24 giugno 2019
Aggiornato 17:30
Governo

Conte ha perso la pazienza. E mette un freno a Salvini e Di Maio

Stufo di essere costantemente schiacciato e scavalcato dai suoi vice, il premier ha imposto una cabina di regia e ha dato ragione a Tria sulla legge di bilancio

vicepremier Luigi Di Maio e Matteo Salvini con il presidente del Consiglio Giuseppe Conte
vicepremier Luigi Di Maio e Matteo Salvini con il presidente del Consiglio Giuseppe Conte ( ANSA )

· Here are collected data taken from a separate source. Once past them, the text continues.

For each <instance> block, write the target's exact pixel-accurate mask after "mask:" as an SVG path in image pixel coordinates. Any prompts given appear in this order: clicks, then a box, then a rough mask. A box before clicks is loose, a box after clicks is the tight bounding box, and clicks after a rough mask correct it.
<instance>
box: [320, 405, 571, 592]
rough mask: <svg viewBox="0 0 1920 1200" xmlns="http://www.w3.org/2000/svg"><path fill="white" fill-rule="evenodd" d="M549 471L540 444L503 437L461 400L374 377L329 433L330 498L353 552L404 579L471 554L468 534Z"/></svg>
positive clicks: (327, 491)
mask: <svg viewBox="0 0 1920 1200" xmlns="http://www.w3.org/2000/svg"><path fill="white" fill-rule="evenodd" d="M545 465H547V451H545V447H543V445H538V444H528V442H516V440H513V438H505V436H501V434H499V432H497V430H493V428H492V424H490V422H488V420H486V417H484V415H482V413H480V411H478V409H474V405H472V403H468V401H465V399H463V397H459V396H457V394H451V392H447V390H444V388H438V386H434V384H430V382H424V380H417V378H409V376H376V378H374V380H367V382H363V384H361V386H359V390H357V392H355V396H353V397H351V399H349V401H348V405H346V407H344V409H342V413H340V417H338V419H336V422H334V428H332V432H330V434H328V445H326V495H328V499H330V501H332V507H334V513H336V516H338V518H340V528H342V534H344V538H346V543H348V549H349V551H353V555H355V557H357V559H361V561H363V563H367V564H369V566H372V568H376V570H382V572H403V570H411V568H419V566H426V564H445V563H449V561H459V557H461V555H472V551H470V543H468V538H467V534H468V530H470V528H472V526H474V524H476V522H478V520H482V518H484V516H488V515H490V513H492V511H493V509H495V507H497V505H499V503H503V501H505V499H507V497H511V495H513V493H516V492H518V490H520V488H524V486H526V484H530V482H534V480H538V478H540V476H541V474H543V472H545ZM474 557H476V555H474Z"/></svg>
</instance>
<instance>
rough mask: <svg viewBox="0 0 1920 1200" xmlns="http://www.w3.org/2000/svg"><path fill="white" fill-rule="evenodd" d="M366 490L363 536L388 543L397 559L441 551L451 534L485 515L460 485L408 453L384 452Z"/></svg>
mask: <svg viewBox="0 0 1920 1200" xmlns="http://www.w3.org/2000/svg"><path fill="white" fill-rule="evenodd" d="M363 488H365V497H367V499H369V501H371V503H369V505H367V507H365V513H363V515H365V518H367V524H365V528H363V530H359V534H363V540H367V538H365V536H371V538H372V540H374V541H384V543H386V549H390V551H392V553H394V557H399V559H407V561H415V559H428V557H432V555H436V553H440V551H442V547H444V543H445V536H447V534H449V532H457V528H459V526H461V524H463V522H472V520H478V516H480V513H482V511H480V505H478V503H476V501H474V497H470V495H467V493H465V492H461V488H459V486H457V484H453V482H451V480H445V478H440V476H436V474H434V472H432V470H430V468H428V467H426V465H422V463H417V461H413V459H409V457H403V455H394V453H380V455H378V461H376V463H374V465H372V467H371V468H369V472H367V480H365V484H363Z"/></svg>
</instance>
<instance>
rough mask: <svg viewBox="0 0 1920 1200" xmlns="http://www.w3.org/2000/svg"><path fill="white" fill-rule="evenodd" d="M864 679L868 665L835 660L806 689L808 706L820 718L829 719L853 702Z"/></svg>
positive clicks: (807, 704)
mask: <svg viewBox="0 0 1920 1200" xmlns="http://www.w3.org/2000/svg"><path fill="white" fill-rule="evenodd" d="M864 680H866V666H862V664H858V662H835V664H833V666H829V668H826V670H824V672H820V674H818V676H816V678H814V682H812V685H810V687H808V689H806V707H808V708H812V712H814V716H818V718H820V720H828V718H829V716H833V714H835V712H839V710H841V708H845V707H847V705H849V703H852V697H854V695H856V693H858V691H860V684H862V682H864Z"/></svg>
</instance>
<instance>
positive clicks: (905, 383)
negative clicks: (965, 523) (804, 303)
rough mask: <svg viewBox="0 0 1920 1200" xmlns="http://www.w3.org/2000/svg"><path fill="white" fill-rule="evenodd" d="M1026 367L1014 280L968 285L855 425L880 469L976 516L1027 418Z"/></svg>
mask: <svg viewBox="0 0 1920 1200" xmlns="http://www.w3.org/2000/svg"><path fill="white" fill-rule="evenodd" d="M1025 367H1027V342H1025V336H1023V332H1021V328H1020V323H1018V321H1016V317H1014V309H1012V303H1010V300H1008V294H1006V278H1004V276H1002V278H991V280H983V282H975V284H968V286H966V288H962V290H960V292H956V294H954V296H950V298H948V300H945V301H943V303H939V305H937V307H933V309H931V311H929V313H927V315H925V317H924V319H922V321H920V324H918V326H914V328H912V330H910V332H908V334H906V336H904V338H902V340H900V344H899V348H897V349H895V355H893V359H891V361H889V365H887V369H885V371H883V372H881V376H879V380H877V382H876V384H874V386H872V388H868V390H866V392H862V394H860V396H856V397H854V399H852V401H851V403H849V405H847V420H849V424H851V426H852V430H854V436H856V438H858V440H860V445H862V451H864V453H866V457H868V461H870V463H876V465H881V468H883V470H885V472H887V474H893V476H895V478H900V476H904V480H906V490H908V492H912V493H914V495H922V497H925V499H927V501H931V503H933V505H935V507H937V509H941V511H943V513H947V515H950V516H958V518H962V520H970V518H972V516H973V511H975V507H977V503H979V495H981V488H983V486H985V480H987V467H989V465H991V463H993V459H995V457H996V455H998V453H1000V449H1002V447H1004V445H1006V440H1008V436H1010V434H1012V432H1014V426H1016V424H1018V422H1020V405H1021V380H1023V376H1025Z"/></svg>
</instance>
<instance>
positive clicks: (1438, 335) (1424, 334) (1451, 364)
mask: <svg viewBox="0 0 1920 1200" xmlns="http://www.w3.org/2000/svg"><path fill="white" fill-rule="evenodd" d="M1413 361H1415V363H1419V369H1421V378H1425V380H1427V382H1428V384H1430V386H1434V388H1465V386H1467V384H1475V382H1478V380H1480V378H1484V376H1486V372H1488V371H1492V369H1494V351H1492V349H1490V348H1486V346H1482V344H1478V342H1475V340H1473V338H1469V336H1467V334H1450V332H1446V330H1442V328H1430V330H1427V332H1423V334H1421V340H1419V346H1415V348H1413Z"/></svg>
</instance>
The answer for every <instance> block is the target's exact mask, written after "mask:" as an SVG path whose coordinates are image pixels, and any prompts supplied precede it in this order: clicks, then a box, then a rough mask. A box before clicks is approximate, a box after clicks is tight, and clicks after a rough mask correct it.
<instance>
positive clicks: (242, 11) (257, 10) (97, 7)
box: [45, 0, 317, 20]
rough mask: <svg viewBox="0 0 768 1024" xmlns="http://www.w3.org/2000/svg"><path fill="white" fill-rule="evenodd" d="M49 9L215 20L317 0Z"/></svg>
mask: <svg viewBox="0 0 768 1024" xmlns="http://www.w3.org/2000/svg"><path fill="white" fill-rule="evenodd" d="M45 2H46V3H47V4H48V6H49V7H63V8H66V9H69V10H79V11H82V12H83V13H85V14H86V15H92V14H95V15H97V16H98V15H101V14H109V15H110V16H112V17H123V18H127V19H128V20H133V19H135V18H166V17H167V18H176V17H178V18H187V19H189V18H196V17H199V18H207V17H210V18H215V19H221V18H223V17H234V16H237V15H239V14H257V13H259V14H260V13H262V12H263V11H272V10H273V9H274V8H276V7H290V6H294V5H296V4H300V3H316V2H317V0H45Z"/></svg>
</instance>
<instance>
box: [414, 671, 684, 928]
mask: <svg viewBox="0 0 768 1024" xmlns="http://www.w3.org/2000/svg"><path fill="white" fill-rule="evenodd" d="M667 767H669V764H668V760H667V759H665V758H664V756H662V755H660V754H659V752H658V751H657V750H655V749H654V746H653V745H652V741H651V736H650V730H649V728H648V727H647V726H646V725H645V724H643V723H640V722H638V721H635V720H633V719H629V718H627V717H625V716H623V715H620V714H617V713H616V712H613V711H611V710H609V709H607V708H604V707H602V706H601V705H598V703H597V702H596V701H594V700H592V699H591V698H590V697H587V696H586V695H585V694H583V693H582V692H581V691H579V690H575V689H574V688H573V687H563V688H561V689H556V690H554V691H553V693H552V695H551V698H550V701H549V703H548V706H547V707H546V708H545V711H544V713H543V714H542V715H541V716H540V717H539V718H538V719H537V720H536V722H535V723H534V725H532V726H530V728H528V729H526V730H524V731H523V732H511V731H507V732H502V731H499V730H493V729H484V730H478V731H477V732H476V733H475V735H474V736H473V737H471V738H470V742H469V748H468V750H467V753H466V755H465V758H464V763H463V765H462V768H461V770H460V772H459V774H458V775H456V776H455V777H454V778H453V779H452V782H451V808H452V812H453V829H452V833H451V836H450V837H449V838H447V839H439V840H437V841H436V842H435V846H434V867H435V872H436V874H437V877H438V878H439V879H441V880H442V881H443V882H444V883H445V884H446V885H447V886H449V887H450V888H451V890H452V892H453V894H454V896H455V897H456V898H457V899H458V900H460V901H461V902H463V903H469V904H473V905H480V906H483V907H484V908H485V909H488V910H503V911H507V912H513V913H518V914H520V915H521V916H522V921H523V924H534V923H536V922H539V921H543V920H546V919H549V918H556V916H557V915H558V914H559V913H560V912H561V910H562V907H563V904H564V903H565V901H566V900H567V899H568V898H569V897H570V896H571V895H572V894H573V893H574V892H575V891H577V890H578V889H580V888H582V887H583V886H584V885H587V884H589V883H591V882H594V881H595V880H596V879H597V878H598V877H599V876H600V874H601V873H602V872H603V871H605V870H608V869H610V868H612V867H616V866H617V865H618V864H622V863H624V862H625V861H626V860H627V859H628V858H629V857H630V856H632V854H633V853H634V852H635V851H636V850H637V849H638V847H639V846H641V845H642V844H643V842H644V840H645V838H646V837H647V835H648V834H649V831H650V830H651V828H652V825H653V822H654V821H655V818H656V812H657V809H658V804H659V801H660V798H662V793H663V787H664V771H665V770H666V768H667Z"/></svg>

ROMA«Io sto avendo l'opportunità e la fortuna di servire il Paese da presidente del Consiglio. Ma questo è il mio unico giro. Poi non cercherò candidature o altro, tornerò serenamente al mio lavoro». Il retroscena da palazzo Chigi pubblicato sul Corriere della Sera la dice lunga. Non solo sul futuro di Giuseppe Conte, ma anche sul suo presente: sul suo stato d'animo, in altre parole, sempre più stufo della sua condizione di premier debole e schiacciato dai suoi ingombranti vice. Il presidente ha perso la pazienza, insomma, e a dispetto di un carattere naturalmente incline alla diplomazia e alla mediazione non può più accettare di essere costantemente scavalcato da Matteo Salvini e da Luigi Di Maio: persino in politica estera, visto che sono stati loro ad incontrare rispettivamente i premier ungherese Viktor Orban ed egiziano Al-Sisi.

Rispetto del contratto
Dunque, da oggi si cambia registro: «Fino a oggi, ciascuno ha fatto il proprio gioco davanti all'elettorato, spesso superando i limiti del contratto di governo – rivela un ministro che ha chirsto di restare anonimo sempre al Corriere della Sera – Cosa cambia? Diciamo che per Conte, dalla prossima settimana, a sorvegliare sul rispetto dei paletti dovrà intervenire una specie di Var». La metafora è calcistica, ma il concetto è tutto politico: quel comitato di conciliazione già previsto dal contratto di governo. Una cabina di regia tra Conte, Di Maio, Salvini e il sottosegretario Giancarlo Giorgetti, che dovrebbe insediarsi già domani, per ottenere un maggior coordinamento sulla linea del governo: a partire da quei dossier più spinosi come quelli su Autostrade e sull'immigrazione.

Rigore sul bilancio
Dall'altro lato, per contenere i due azionisti di maggioranza dell'esecutivo, Conte ha partorito un'altra strategia: quella di rafforzare il suo asse con il presidente della Repubblica, Sergio Mattarella, e con i due ministri tecnici, quello degli Esteri Enzo Moavero e quello dell'Economia Giovanni Tria. «Il mio compito – avrebbe confidato il premier secondo La Stampa – è agire in modo responsabile per prevenire con la stabilità dei conti tempeste finanziarie, che peraltro non ci saranno: il Documento di economia e finanza conterrà degli impegni a mantenere gli impegni di bilancio già assunti per il prossimo anno, proseguendo nel percorso di riduzione del debito». Una presa di posizione fondamentale in vista della legge di bilancio che sarà varata tra poche settimane: vanno bene le promesse politiche, la campagna elettorale e le trattative con l'Europa, ma la ferma intenzione della presidenza è quella di evitare atteggiamenti radicali che possano mandare in fibrillazione i mercati e quindi esporre l'Italia alla tanto temuta tempesta speculativa. Prima regola: la quota del 3% del rapporto deficit/Pil non sarà nemmeno sfiorata. E, su questo, Conte e Tria non accetteranno proteste da parte di Salvini o Di Maio.